Some of those companies are now in the process of celebrating this major milestone for the world -renowned Earls Road and three of them, Fujifilm, Chalachem and Syngenta, have gone so far as to commission talented Grangemouth High School pupils to design a logo highlighting the big one hundred.
The year-long birthday party was launched at the start of the month with a special presentation to the winner of the logo design competition.
Syngenta site manager Andrew Tomb said: “The organising committee asked Grangemouth High School pupils to design a suitable logo and from more than 40 entries Callum Whyte’s design was chosen.
“His logo represents the simple message but cleverly incorporates all the main colours of the three companies involved.”
Artist Callum earned himself a £100 voucher and Grangemouth High coined in £500 for school funds.
And this is just the beginning of a 12-month programme of events in the community to remember the first 100 years of Grangemouth chemical manufacturing.
The birth of the chemical industry in Earls Road dates back to 1919 when James Morton opened Scottish Dyes on the 80-acre site.
There was a huge demand from the textile industries for dyes that didn’t fade and Grangemouth went from strength to strength producing them.
In 1926 the firm became part of the British Dyestuffs Corporation which helped form the famous Imperial Chemicals Industry – ICI – two years later.
During World War Two manufacturing and developing efforts also incorporated the production of drugs and medicines with a dedicated medicines facility opening its doors in 1953.
Earls Road enjoyed a royal visit in 1955 when Queen Elizabeth, crowned three years earlier, was taken on a tour of the site.
Agrochemicals began to play a bigger part in the industry in the 1970s as operations grew to include the manufacture of insecticides and fungicides.
Of course, Grangemouth’s chemicals industry has experienced some major changes over the past century and has seen a host of different companies coming and going, including ICI, Zeneca, Avecia and Kemfine.

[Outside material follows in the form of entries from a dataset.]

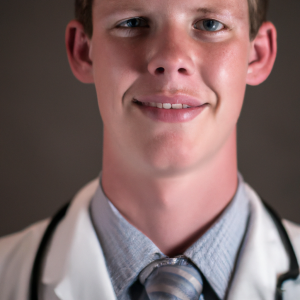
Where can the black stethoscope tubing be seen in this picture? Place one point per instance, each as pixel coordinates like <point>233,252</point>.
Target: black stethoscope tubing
<point>292,274</point>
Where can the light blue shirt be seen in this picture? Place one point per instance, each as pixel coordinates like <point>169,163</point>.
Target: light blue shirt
<point>127,250</point>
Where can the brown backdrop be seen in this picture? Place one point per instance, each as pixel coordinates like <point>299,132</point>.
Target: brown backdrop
<point>51,134</point>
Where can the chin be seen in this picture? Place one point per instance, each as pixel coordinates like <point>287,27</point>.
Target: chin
<point>167,161</point>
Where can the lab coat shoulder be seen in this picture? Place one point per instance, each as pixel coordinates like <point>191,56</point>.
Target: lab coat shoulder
<point>293,231</point>
<point>17,252</point>
<point>292,287</point>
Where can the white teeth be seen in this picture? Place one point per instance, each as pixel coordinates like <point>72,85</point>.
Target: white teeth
<point>164,105</point>
<point>167,105</point>
<point>177,106</point>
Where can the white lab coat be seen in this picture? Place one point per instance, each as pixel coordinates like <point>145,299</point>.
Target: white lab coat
<point>74,267</point>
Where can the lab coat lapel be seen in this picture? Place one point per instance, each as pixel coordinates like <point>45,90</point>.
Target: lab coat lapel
<point>75,267</point>
<point>262,259</point>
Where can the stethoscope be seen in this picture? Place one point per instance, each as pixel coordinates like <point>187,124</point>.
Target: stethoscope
<point>292,274</point>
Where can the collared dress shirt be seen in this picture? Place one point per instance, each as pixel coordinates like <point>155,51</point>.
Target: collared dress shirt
<point>127,251</point>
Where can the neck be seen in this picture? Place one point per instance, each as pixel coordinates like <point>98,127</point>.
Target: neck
<point>174,211</point>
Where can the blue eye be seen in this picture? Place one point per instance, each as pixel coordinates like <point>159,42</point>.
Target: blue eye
<point>133,23</point>
<point>209,25</point>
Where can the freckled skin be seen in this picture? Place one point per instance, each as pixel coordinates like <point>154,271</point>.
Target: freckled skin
<point>218,65</point>
<point>170,180</point>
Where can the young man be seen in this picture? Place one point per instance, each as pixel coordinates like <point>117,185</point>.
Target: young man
<point>170,217</point>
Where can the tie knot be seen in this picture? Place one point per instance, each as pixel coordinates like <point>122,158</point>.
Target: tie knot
<point>172,277</point>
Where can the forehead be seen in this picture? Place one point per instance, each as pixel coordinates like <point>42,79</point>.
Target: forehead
<point>231,8</point>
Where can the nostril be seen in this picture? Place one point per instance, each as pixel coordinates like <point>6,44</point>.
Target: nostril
<point>160,70</point>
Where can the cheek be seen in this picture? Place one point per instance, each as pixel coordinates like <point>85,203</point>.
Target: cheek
<point>225,73</point>
<point>114,72</point>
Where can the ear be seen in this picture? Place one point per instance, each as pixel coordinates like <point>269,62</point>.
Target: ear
<point>78,50</point>
<point>262,54</point>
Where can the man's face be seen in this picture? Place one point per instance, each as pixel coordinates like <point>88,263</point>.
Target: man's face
<point>152,53</point>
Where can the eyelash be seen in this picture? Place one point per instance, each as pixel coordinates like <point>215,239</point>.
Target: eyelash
<point>194,25</point>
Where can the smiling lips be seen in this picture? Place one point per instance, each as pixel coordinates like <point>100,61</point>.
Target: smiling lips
<point>180,108</point>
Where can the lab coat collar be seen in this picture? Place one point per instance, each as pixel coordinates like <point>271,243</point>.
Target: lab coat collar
<point>263,257</point>
<point>75,265</point>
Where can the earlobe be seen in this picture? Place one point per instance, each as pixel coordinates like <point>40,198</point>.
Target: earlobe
<point>78,49</point>
<point>262,54</point>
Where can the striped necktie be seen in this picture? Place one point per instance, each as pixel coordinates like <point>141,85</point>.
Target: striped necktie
<point>171,278</point>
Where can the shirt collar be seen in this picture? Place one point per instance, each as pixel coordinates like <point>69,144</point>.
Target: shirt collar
<point>127,250</point>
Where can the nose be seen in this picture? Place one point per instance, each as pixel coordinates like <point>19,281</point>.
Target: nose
<point>171,56</point>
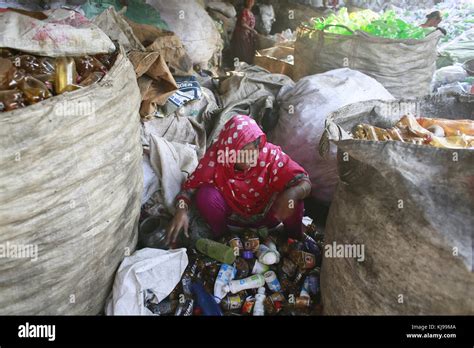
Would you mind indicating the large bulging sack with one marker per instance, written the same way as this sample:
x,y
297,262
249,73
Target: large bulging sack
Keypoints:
x,y
303,111
70,188
410,207
404,67
193,25
62,33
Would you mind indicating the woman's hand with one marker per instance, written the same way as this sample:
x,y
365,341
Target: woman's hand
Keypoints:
x,y
285,202
180,222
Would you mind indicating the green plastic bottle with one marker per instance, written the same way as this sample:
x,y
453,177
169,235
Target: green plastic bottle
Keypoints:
x,y
217,251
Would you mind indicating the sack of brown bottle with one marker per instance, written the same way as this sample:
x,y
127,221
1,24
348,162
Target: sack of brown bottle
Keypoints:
x,y
7,69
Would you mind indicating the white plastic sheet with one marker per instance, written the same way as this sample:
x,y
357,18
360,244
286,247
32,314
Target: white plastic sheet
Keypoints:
x,y
156,270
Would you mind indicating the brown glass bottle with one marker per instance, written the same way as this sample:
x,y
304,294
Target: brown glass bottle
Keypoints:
x,y
66,75
11,100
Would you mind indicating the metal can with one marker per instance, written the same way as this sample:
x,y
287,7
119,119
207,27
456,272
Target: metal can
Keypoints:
x,y
248,305
302,302
232,302
236,244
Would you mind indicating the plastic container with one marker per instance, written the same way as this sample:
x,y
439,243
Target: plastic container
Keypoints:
x,y
272,281
66,75
267,256
258,308
251,282
225,275
205,301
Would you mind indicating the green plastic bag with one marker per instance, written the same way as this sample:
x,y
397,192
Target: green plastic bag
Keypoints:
x,y
386,25
137,11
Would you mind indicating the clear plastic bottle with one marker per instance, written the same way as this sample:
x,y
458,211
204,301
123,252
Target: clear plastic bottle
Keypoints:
x,y
225,275
252,282
258,308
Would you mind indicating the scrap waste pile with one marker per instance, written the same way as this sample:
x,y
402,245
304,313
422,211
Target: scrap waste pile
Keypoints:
x,y
251,274
177,79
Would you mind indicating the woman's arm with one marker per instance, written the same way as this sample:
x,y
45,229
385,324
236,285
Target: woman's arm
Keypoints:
x,y
285,202
248,28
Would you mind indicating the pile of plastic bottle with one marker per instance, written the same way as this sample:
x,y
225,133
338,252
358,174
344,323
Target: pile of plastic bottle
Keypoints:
x,y
252,273
26,79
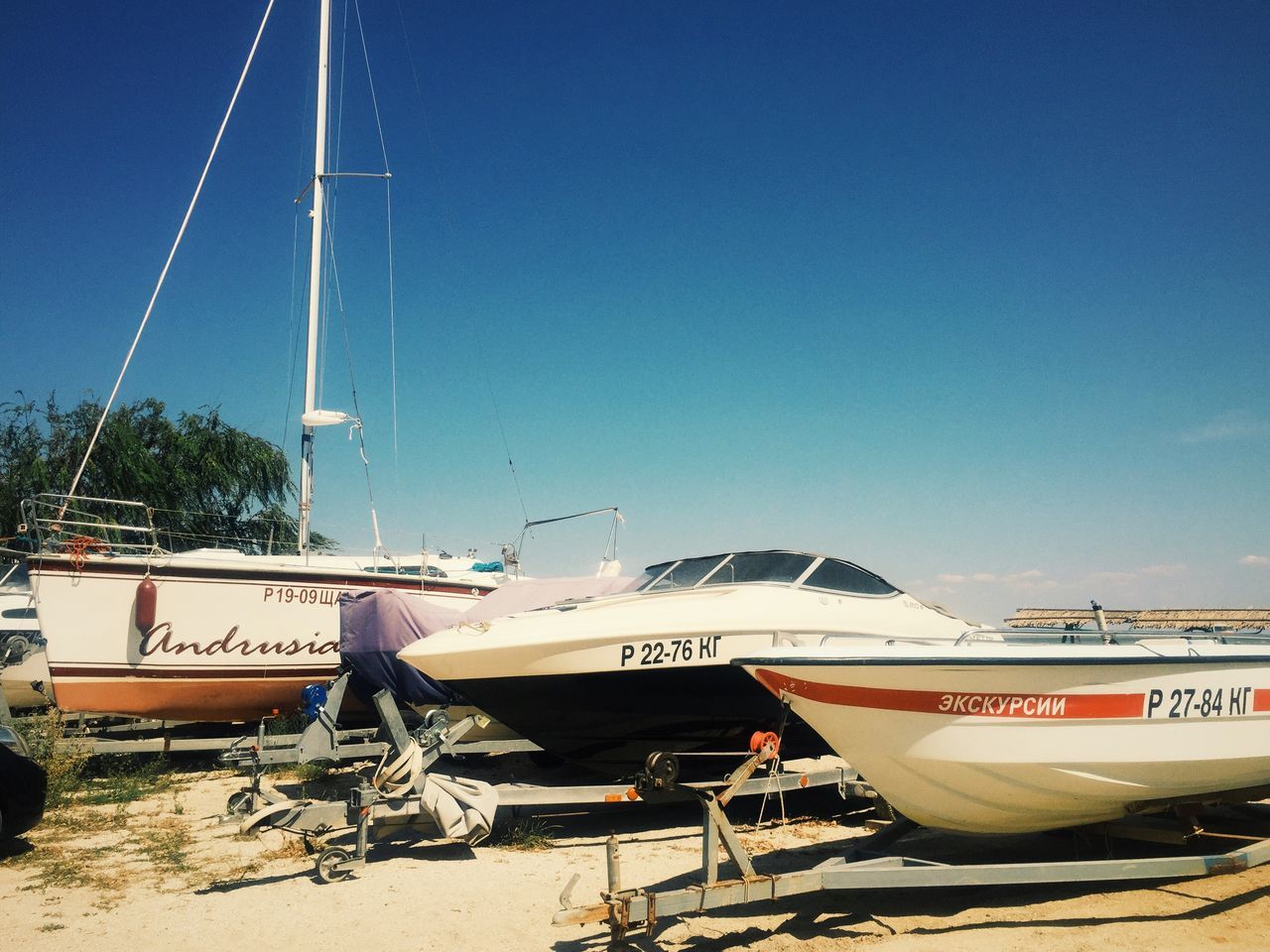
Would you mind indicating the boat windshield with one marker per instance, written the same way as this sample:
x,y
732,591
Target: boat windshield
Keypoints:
x,y
843,576
761,566
683,575
781,567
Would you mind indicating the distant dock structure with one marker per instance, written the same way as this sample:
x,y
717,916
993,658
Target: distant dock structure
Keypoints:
x,y
1201,620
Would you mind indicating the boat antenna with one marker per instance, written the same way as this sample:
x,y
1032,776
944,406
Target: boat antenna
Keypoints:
x,y
172,254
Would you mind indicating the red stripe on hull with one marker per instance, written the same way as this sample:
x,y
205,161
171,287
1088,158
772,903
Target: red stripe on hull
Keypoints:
x,y
959,702
235,673
262,576
185,699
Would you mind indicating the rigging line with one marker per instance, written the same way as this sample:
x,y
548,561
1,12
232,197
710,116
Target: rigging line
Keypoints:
x,y
447,223
388,180
516,480
335,140
172,254
352,382
295,324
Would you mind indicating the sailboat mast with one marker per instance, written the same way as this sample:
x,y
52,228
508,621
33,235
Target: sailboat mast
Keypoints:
x,y
316,262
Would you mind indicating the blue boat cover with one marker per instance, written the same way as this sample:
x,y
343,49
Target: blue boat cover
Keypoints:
x,y
377,624
372,630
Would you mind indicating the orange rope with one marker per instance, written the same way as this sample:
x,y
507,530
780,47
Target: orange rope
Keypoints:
x,y
80,546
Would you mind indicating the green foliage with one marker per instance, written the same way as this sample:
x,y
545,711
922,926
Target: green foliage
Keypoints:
x,y
126,778
64,761
204,479
530,834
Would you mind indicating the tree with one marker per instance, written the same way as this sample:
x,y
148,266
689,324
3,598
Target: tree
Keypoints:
x,y
202,477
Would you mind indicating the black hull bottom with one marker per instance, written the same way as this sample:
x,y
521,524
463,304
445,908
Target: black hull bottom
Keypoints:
x,y
611,721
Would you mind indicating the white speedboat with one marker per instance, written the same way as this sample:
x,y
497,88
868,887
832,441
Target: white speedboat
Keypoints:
x,y
211,634
988,737
23,665
607,680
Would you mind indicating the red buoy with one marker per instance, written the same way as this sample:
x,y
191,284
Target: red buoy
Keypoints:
x,y
146,604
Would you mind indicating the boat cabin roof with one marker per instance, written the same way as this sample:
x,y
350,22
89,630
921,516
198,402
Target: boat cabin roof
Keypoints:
x,y
778,566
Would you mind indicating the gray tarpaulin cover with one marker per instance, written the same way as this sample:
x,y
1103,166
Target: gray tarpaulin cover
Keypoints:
x,y
375,625
462,809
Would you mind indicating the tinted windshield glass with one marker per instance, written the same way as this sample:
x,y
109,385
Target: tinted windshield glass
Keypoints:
x,y
841,576
685,575
761,566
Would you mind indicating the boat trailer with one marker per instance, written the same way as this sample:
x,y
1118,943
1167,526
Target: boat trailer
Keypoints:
x,y
405,792
866,867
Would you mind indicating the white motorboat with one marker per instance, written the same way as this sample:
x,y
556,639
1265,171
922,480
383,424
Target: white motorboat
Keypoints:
x,y
996,737
212,634
607,680
23,665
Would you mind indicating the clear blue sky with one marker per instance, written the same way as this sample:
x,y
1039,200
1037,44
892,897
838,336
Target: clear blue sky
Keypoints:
x,y
974,295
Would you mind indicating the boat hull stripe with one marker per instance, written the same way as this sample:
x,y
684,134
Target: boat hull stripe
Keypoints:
x,y
959,702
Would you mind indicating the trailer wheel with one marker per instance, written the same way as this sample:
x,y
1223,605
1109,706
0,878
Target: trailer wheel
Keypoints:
x,y
239,803
327,862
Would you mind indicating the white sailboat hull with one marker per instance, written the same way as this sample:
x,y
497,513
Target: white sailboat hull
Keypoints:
x,y
234,638
1010,739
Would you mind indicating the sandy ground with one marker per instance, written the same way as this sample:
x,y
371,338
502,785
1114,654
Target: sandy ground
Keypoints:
x,y
160,874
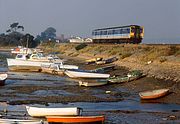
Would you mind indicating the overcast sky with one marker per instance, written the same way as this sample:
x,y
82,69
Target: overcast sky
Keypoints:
x,y
160,18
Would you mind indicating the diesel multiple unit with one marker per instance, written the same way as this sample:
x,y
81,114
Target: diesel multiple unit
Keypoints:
x,y
124,34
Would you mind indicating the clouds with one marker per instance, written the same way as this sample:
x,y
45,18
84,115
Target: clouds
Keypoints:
x,y
79,17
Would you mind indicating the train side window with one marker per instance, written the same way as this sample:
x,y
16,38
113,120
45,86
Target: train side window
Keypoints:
x,y
128,30
104,32
132,29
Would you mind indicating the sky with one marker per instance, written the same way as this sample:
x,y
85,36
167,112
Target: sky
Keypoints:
x,y
160,18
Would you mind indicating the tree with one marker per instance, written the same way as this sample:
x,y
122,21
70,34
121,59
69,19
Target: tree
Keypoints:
x,y
49,33
14,27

In an industry which has to change with the times and technology, the 1980s saw major restructuring at the site as firms tried to cope with increasing competition from the Far East and India where they were developing similar products.
Further restructuring took place in the 1990s, with the commissioning of new plants at the site but a major reduction in staffing numbers required to run them.
ICI split into two firms in 1993 and the once huge site was gradually reduced, with most of the old sheds coming down.
The old red brick buildings on either side of the main entrance, which used to house the offices and laboratories, are still there, but the old ICI recreation club has given way to a distribution centre for Asda.
Now the remaining Earls Road firms are each working hard on the their respective futures in the industry, while together taking time to honour the past.
Mr Tomb said: “Fujifilm, Calachem and Syngenta will jointly commemorate this landmark year with a series of events for the community and this will include a special garden party at the Jupiter Urban Wildlife Centre for staff and their families.
“There will also be a family fun day at Falkirk Rugby Club, an update on the 100 years for John Blackie’s history of the chemical industry book, a bring your family to work day and open day site visits to our sites, an old picture display of the chemical industry of the past at the Grangeouth Heritage Trust and lots more events in the pipeline.”